REPEAT_BYTE(x) macro

Question

I was looking the code in kernel.h header file in /usr/src/linux-headers-3.11-.../include/linux/, I stumbled upon this macro (line 47) :

#define REPEAT_BYTE(x)  ((~0ul / 0xff) * (x))

After running this example I made:

#include <stdio.h>

#define REPEAT_BYTE(x) ((~0ul / 0xff) * (x))

int main(void)
{
        long z = 12;    
        fprintf(stderr, "\tz = %ldd (0x%lX)\n"
                        "\tREPEAT_BYTE(%ldd) = %ldd (0x%lX)\n",
                        z, z, z, REPEAT_BYTE(z), REPEAT_BYTE(z));
        return 0;
}

I've figured out what it does: It receives an int between 0 and 255(including them), so any one-byte long int, and it repeats that byte. This is obvious (except macro's name) when looking at the output:

z = 12d (0xC)
REPEAT_BYTE(12d) = 868082074056920076d (0xC0C0C0C0C0C0C0C)

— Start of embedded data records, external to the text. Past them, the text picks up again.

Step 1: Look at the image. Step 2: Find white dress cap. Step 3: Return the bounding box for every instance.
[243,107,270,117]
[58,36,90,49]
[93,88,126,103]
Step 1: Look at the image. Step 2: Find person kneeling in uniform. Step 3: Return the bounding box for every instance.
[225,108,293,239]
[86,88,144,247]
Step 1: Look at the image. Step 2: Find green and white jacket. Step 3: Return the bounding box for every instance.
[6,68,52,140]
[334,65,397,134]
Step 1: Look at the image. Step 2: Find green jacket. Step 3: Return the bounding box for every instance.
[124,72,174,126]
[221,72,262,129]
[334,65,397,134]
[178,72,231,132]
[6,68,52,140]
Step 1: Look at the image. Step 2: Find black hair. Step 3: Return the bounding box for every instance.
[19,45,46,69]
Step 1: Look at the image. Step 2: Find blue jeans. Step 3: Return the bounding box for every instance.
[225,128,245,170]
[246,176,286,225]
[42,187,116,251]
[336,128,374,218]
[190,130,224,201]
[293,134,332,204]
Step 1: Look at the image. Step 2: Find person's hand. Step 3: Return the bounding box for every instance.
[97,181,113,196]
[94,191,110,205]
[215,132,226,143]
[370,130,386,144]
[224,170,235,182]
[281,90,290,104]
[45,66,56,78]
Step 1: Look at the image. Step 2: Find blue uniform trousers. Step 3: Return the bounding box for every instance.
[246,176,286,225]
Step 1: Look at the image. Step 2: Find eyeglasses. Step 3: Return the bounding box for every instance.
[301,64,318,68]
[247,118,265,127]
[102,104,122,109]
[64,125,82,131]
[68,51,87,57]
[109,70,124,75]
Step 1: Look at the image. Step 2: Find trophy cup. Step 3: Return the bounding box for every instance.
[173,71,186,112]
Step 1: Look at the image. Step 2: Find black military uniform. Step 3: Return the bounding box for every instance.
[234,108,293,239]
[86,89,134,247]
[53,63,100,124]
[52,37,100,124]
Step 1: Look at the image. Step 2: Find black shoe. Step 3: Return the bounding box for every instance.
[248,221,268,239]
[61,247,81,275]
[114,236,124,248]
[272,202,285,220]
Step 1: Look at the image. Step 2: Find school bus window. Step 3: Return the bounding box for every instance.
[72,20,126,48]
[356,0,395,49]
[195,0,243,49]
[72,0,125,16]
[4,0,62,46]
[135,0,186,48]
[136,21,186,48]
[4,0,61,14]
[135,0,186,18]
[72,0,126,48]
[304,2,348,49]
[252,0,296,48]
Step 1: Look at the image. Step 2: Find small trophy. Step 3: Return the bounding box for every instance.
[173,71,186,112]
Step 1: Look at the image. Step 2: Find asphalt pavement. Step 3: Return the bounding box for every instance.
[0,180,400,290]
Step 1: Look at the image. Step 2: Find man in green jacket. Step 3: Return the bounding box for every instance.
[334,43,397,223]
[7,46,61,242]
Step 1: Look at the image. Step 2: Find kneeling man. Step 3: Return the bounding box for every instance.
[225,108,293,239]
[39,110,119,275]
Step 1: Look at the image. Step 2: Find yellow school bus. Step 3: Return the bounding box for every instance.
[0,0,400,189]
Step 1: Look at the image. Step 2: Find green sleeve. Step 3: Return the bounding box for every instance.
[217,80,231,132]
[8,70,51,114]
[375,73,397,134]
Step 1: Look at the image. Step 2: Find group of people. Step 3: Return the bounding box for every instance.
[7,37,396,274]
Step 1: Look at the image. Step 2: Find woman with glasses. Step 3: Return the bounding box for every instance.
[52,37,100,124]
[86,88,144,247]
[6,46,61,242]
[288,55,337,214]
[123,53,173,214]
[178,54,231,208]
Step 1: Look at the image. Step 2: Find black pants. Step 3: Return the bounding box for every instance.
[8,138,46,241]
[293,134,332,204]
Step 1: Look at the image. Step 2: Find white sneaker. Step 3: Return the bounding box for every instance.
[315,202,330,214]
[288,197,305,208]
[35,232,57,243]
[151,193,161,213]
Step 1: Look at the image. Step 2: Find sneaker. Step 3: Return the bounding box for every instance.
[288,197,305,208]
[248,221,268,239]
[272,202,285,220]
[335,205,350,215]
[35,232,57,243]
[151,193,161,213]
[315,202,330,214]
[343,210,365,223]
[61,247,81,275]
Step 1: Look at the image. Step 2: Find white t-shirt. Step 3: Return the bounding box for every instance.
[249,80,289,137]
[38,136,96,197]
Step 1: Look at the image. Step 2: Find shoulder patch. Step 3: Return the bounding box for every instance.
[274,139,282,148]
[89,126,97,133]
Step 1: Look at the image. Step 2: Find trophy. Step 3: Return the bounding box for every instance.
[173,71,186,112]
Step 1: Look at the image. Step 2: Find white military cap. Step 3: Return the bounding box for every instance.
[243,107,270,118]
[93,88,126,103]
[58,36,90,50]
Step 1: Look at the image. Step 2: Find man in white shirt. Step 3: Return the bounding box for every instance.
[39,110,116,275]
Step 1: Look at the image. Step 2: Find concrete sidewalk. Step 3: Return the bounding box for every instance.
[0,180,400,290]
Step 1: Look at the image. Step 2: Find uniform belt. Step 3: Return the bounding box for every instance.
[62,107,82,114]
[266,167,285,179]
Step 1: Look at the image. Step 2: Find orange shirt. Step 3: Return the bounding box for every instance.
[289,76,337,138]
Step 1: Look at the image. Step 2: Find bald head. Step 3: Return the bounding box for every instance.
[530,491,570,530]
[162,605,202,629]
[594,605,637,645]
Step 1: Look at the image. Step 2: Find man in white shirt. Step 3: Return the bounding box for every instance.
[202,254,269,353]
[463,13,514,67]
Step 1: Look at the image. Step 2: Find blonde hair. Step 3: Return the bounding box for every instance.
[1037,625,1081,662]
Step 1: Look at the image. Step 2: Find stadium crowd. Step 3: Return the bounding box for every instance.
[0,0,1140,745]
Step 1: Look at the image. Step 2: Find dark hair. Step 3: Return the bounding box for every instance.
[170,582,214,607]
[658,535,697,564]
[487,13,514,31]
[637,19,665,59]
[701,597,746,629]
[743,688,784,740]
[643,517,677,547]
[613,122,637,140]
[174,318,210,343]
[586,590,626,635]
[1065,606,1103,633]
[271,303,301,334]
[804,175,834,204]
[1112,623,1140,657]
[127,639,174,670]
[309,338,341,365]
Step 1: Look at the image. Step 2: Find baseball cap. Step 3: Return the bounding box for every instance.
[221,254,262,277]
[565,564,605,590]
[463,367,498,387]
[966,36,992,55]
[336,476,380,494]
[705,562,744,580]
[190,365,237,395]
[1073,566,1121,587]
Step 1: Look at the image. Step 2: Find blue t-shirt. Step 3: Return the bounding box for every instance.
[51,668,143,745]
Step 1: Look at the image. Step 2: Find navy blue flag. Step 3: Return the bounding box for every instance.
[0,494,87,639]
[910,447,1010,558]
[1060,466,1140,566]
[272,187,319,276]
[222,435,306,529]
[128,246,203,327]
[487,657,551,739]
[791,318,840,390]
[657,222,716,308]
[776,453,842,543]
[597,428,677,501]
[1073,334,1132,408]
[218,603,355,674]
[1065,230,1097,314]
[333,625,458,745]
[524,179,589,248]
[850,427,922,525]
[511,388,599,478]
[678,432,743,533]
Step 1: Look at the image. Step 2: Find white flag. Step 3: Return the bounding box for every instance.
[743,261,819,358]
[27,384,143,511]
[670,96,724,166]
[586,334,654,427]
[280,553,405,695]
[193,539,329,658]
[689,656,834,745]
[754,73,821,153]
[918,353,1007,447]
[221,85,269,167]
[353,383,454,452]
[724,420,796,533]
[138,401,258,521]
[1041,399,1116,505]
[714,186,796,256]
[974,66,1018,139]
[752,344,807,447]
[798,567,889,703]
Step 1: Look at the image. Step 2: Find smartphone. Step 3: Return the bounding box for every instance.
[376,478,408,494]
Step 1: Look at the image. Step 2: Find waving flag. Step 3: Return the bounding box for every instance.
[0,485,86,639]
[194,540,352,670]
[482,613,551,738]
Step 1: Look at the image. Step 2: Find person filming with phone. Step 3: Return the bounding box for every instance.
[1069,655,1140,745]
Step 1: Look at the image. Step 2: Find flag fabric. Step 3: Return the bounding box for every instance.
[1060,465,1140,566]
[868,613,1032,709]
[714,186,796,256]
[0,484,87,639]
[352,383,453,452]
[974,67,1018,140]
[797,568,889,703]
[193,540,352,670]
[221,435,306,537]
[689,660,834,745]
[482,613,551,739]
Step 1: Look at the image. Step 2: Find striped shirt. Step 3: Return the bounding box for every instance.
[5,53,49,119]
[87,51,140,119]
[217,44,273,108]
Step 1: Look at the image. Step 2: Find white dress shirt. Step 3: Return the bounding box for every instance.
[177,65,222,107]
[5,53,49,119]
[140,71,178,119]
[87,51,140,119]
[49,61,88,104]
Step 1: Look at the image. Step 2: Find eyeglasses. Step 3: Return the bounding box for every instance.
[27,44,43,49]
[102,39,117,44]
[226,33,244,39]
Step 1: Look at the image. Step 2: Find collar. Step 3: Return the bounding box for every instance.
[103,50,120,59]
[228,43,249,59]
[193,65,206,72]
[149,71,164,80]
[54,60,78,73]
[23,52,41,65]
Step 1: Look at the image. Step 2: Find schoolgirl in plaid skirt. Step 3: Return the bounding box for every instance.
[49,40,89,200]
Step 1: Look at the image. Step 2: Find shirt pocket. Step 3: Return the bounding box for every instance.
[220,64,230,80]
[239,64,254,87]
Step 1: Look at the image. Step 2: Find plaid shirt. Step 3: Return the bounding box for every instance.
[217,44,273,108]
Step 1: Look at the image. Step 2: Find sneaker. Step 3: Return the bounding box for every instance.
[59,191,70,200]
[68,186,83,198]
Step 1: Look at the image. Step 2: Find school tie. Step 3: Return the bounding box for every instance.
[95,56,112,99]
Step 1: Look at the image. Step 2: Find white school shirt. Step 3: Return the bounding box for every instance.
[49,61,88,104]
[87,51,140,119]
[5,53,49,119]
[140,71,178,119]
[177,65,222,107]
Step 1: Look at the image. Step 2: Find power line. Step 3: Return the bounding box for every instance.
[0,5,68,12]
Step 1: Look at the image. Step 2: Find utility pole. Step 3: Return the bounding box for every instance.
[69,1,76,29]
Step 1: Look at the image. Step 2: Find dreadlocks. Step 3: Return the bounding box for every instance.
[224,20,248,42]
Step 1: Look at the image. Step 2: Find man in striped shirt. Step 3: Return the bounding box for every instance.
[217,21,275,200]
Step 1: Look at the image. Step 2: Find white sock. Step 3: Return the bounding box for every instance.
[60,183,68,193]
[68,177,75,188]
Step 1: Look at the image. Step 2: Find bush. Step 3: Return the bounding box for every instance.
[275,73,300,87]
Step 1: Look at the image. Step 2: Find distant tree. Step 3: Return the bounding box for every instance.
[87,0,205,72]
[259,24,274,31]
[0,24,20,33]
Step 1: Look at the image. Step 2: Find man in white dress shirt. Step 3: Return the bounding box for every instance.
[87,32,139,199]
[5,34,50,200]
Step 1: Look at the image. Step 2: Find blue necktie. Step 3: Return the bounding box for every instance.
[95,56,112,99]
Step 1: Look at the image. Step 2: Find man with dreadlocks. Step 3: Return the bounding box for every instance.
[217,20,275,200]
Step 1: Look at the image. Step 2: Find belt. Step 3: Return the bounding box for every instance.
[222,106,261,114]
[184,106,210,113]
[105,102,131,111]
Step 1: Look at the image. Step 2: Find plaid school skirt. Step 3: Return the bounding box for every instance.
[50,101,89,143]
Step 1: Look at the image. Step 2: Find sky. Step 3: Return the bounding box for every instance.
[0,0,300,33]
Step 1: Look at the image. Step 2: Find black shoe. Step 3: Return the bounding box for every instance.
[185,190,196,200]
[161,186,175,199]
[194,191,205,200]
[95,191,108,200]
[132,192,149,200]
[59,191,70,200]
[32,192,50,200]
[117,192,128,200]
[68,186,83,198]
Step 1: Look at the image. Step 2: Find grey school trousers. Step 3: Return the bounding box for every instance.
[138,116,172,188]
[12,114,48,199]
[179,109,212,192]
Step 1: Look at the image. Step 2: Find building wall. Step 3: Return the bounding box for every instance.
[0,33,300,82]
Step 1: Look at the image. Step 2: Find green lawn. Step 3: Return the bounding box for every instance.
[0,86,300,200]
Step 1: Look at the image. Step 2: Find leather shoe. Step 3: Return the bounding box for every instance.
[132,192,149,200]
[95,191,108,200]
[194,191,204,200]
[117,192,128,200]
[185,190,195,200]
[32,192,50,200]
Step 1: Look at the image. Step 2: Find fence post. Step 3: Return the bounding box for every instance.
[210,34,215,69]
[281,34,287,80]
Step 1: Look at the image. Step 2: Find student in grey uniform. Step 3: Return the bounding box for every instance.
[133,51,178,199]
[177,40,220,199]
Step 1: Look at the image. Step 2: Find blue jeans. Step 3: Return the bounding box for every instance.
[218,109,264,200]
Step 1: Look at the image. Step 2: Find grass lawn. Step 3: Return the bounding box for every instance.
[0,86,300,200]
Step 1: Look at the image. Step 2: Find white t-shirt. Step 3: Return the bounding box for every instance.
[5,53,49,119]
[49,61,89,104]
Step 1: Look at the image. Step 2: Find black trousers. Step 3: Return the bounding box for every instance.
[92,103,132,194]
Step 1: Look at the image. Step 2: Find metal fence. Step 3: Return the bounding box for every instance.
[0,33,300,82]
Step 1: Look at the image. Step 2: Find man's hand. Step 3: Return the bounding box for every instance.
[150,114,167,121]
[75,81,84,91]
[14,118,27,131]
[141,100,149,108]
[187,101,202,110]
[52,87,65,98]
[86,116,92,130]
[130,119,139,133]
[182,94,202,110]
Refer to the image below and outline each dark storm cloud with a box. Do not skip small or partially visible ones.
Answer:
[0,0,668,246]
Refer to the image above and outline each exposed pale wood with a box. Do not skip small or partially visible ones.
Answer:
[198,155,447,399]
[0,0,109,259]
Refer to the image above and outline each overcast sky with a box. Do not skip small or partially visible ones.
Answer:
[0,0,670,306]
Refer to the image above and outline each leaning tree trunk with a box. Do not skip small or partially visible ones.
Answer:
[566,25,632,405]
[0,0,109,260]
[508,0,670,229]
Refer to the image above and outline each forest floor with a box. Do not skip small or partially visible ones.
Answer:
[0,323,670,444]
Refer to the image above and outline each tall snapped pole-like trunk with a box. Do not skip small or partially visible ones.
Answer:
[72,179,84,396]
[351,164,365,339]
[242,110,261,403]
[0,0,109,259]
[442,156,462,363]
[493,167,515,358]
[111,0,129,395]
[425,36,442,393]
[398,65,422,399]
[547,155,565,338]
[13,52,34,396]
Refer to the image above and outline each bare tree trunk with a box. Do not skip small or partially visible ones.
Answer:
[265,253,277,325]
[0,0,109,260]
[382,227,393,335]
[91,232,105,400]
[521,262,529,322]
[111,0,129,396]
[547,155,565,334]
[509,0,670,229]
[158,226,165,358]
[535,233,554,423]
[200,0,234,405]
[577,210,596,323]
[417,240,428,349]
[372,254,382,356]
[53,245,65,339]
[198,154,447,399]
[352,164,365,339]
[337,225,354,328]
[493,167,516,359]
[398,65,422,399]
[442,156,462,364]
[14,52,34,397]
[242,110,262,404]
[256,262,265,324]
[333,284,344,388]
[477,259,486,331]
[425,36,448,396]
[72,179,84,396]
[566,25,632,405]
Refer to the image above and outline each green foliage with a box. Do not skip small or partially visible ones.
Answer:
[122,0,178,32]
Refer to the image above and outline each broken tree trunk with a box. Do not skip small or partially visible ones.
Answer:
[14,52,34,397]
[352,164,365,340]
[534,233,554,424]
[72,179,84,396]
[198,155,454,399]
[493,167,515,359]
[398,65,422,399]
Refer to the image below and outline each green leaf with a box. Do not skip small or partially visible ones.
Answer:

However, I still can't understand how does this expression work: ((~0ul / 0xff) * (x)), I could use some help with it.

Thanks a lot in advance!

Answer 1

On a 64-bit machine, ~0ul is 0xffffffffffffffff. Divide that by 0xff and you get 0x0101010101010101. Multiply by an 8-bit value and you get that 8-bit value repeated 8 times.